Long before Angelo Pizzo penned the scripts for two of America's most iconic sports movies, he and his father would make the one-block walk from their home to Indiana's football stadium.
The strolls home usually seemed to take a bit longer because even then, in 1955, losses were the norm. Eventually, the man who introduced the world to such motivational flicks as ''Hoosiers'' and ''Rudy'' accepted the reality Indiana's program may be permanently stuck in mediocrity — or worse.
Pizzo found himself in good company in these parts.
Seventy-one years later, he — like so many other long-suffering Indiana fans — has a new perspective. Suddenly, the Bloomington native is bursting with excitement, enthusiasm, even a sense of disbelief as the Hoosiers have gone 26-2 over the past two seasons and he's now heading to Miami to watch his beloved alma mater try to pull off a ''Hoosiers''-like ending by beating the 10th-ranked Hurricanes on their home field for the program's first national championship.

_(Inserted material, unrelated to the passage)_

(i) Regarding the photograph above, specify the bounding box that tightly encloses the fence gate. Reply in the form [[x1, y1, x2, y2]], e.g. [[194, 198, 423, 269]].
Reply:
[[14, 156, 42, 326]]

''One of my first memories, talk about being in my DNA, was we always lost,'' Pizzo told The Associated Press this week. ''That's kind of like, except for a couple blips along the way — certainly the (1968) Rose Bowl team, I was in school there and the boys Jade Butcher, John Isenbarger, Harry Gonso were all good friends of mine — so that was a great adventure. I thought we'd turned the corner and then it went back down. It returned to what was normal and we went back to losing.''
Storybook turnaround
Curt Cignetti promised to change Indiana's image from the moment he took the job five days after the end of the 2023 season. The no-nonsense 62-year-old coach neither minced words nor wasted them when asked at his first news conference why people should believe he'd end all this losing.
''I win. Google me,'' he famously boasted that day.